Igor packt die beiden an den Armen und zerrt sie hinter den Baum. „Seid ihr verrückt? Die Blutsauger können jederzeit emporsteigen! Und ihr wärt ein nettes Amuse-Gueule!“
„Hä?“
„Ein kleines Häppchen, bevor der Hauptgang kommt“, erklärt Igor den Mädchen.
„Und für dich sind wir kein Amüsgöll?“
Igor schüttelt den Kopf.
„Warum nicht?“, will Bille wissen.
„Das erkläre ich euch ein anderes Mal. Ich hab nicht viel Zeit! Hier!“ Igor drückt Lara einen Brief in die Hand und verschwindet. Kurz bevor er absteigt, sagt er: „Ich höre sie kommen! Lauft um euer Leben!“
Kapitel 19
Victor
der Verständnislose
Erleichtert darüber, dass erneut das Glück auf seiner Seite war und er nicht erwischt wurde, sucht Igor zunächst den Unheimlichen Wald auf. Er lehnt sich gegen einen Baumstamm und versucht sich zu beruhigen. Obwohl er fast sicher sein kann, dass ihn niemand entdeckt hat, poltert Igors Herz aufgeregt. Endlich hat er Lara kennengelernt.
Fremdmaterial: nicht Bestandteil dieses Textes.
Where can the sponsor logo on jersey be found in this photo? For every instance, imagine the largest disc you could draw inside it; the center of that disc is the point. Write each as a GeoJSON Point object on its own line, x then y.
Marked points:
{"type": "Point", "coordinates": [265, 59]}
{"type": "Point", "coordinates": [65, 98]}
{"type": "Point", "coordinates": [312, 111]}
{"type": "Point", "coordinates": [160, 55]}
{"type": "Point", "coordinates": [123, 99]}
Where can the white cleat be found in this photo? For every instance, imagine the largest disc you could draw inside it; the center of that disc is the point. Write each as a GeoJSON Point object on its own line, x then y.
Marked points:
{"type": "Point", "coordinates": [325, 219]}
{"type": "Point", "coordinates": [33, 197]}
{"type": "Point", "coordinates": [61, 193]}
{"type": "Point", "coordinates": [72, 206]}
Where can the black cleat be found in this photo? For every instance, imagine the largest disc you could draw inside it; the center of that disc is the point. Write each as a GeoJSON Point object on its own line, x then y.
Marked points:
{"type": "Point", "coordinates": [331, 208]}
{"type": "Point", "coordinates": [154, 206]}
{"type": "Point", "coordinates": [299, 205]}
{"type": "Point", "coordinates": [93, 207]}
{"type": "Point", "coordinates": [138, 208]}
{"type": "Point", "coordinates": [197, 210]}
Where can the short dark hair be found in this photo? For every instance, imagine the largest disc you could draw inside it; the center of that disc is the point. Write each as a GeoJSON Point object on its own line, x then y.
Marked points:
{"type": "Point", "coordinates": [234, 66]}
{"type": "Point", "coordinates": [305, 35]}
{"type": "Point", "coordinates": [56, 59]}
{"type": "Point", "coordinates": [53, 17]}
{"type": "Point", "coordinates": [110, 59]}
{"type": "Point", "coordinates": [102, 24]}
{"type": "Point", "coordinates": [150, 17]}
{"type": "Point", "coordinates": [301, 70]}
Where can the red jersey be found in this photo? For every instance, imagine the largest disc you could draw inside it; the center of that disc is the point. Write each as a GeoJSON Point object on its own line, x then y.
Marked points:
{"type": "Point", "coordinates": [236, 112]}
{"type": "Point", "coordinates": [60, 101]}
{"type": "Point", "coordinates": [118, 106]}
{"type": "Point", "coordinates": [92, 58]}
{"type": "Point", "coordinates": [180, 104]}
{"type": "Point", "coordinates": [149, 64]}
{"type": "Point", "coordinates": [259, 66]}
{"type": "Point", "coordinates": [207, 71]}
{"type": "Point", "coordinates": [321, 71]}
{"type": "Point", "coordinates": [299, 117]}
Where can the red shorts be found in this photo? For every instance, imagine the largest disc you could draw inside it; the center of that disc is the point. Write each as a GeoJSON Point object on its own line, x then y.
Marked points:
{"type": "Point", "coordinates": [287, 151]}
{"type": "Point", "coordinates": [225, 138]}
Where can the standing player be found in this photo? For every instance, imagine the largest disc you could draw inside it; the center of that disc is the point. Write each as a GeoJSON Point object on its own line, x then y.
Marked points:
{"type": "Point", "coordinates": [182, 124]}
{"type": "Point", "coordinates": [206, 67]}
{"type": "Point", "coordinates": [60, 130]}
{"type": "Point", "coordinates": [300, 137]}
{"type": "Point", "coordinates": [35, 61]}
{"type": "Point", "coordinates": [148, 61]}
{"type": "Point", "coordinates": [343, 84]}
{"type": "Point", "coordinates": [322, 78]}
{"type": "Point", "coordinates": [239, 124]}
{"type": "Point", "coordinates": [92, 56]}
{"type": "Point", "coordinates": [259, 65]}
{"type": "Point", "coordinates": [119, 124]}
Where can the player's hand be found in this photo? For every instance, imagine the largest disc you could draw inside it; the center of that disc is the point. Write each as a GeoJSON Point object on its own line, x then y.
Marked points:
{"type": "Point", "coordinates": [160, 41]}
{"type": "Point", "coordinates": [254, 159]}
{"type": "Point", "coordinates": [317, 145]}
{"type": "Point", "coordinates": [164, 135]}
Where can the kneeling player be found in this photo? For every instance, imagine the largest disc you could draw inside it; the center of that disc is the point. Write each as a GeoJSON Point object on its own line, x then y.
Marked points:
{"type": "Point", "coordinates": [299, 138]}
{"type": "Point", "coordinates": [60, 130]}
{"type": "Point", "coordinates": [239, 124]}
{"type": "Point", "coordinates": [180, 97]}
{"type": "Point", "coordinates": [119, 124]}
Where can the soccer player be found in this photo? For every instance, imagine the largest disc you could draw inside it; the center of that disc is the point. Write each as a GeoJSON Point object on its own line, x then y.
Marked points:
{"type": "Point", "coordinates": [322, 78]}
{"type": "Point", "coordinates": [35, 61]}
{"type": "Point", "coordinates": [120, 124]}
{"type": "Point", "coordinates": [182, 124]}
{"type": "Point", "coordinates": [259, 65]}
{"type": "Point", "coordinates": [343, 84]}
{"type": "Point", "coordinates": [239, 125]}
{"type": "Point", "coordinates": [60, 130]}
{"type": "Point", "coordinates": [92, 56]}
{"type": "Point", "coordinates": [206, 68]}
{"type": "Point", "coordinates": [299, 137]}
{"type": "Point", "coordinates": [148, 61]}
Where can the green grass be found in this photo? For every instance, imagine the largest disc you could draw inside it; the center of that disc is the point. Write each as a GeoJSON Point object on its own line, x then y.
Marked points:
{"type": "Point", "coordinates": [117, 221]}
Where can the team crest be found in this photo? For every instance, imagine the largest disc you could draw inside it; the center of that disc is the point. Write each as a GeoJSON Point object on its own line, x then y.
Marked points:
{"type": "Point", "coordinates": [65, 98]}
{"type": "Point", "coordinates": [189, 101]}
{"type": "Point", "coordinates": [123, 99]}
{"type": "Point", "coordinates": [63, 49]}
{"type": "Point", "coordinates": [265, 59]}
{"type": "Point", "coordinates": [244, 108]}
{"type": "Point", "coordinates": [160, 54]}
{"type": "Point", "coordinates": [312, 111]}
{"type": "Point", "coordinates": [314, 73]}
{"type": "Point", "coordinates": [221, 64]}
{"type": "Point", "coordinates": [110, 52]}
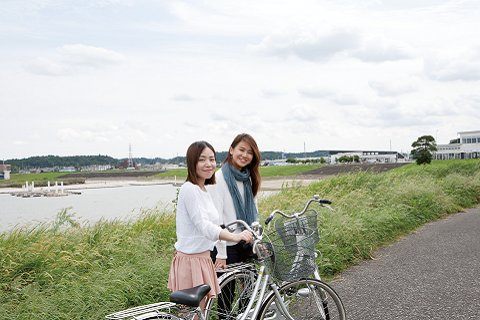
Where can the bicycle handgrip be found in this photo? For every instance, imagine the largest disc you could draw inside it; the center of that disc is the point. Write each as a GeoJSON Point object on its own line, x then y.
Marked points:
{"type": "Point", "coordinates": [267, 221]}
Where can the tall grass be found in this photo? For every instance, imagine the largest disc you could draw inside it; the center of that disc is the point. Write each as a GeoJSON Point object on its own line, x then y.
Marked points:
{"type": "Point", "coordinates": [67, 271]}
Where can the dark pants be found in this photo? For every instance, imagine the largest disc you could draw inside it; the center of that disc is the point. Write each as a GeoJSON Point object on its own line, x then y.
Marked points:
{"type": "Point", "coordinates": [237, 253]}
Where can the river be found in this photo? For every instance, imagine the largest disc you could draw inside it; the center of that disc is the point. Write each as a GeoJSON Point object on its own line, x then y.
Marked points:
{"type": "Point", "coordinates": [91, 205]}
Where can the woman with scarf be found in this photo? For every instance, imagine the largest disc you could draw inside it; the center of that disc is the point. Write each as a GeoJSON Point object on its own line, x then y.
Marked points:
{"type": "Point", "coordinates": [238, 182]}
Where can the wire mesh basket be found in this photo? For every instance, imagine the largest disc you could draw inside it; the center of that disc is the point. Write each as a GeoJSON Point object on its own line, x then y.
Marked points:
{"type": "Point", "coordinates": [289, 251]}
{"type": "Point", "coordinates": [285, 226]}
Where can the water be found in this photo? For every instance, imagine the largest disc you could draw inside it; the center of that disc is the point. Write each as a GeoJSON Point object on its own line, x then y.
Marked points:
{"type": "Point", "coordinates": [92, 205]}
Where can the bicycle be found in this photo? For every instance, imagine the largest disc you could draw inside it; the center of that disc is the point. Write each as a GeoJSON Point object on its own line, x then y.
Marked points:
{"type": "Point", "coordinates": [241, 277]}
{"type": "Point", "coordinates": [290, 298]}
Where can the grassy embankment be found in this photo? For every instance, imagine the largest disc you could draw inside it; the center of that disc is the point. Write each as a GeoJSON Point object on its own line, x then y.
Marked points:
{"type": "Point", "coordinates": [65, 271]}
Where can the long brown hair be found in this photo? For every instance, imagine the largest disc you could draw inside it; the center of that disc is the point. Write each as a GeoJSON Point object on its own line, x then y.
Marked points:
{"type": "Point", "coordinates": [252, 166]}
{"type": "Point", "coordinates": [193, 155]}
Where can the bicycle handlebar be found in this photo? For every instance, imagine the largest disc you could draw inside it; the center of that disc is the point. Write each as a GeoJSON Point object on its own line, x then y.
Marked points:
{"type": "Point", "coordinates": [323, 202]}
{"type": "Point", "coordinates": [255, 229]}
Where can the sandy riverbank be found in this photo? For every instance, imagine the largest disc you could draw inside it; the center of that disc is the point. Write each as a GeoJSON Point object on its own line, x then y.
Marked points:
{"type": "Point", "coordinates": [267, 184]}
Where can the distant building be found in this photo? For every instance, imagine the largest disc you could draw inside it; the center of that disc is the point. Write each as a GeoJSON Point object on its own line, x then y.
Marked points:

Unweigerlich muss er grinsen. Lara ist tough, mutig und nett. Eine ideale Freundin. Ob sich zwischen den beiden eine Freundschaft entwickeln kann? Hoffentlich!
Eines aber ist seltsam. Igor hatte Schritte gehört. Doch er hat niemanden gesehen und auch nichts vernommen, als er in die Vampirwelt zurückgekehrt war. Ob Lara und Bille seinen Rat befolgt haben?
„Ich grüße dich, Igor!“ Victor reißt ihn aus seinen Gedanken.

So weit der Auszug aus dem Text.